Nous restons surpondérés en actions. Nous anticipons une hausse significative en 2011. Les trois moteurs de hausse que nous mettions en exergue le mois dernier demeurent d'actualité : une reprise économique forte, permettant une nouvelle amélioration du niveau des profits des entreprises; des taux d'intérêt bas (même si nous anticipons une légère remontée); et des niveaux de valorisation attractifs.

Le raffermissement de la croissance et la forte hausse du prix des matières premières -notamment des denrées alimentaires - ont entraîné une remontée des taux d'inflation. Cette évolution est particulièrement sensible dans les pays émergents, où les dépenses alimentaires représentent une part importante de l'indice des prix. La plupart de ces Etats ont réagi en durcissant leur politique monétaire. Il faut d'ailleurs s'attendre à la poursuite de ces politiques restrictives, compte tenu du niveau toujours faible des taux d'intérêt.

Le fort niveau du chômage, des politiques budgétaires restrictives, et une inflation sous-jacente toujours basse imposent que les taux d'intérêt réels demeurent faibles dans la plupart des pays développés. S'il y a toujours débat sur ce point, il porte désormais sur le niveau d'ajustement idéal face à la reprise économique en cours et la hausse des matières premières. Certains responsables politiques, au Royaume Uni, et au sein de la zone euro, considèrent que les taux n'ont plus nécessairement besoin d'être aussi bas qu'aujourd'hui.
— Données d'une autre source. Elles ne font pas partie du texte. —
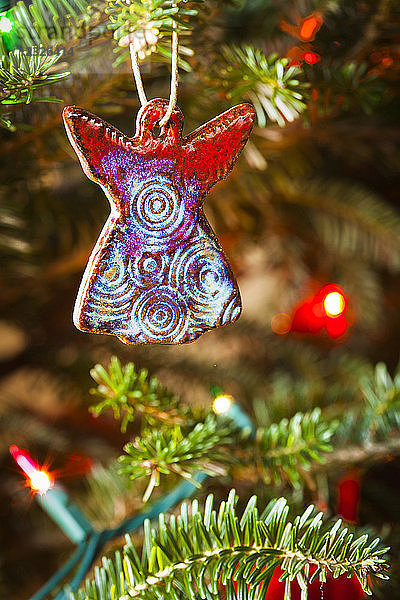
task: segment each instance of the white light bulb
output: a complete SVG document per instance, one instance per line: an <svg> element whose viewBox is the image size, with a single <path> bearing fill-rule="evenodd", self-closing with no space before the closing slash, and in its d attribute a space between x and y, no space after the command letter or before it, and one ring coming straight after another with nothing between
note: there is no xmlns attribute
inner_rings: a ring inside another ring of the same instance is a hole
<svg viewBox="0 0 400 600"><path fill-rule="evenodd" d="M0 31L1 33L10 33L12 29L12 22L7 17L0 17Z"/></svg>
<svg viewBox="0 0 400 600"><path fill-rule="evenodd" d="M330 292L324 300L325 312L329 317L337 317L344 311L344 298L339 292Z"/></svg>
<svg viewBox="0 0 400 600"><path fill-rule="evenodd" d="M231 396L217 396L213 403L214 412L217 415L222 415L230 409L232 404Z"/></svg>
<svg viewBox="0 0 400 600"><path fill-rule="evenodd" d="M34 471L30 476L30 485L33 490L45 494L51 488L51 480L45 471Z"/></svg>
Bien que nous ayons anticipé que la Banque d'Angleterre et la BCE allaient maintenir des taux d'intérêt inchangés en 2011, nous pensons dorénavant qu'une hausse, en particulier au Royaume Uni, est de plus en plus probable. Mais même si ce retour d'un trend haussier se confirmait cette année, les taux d'intérêt vont probablement demeurer proches de leurs plus bas historiques pendant quelque temps encore.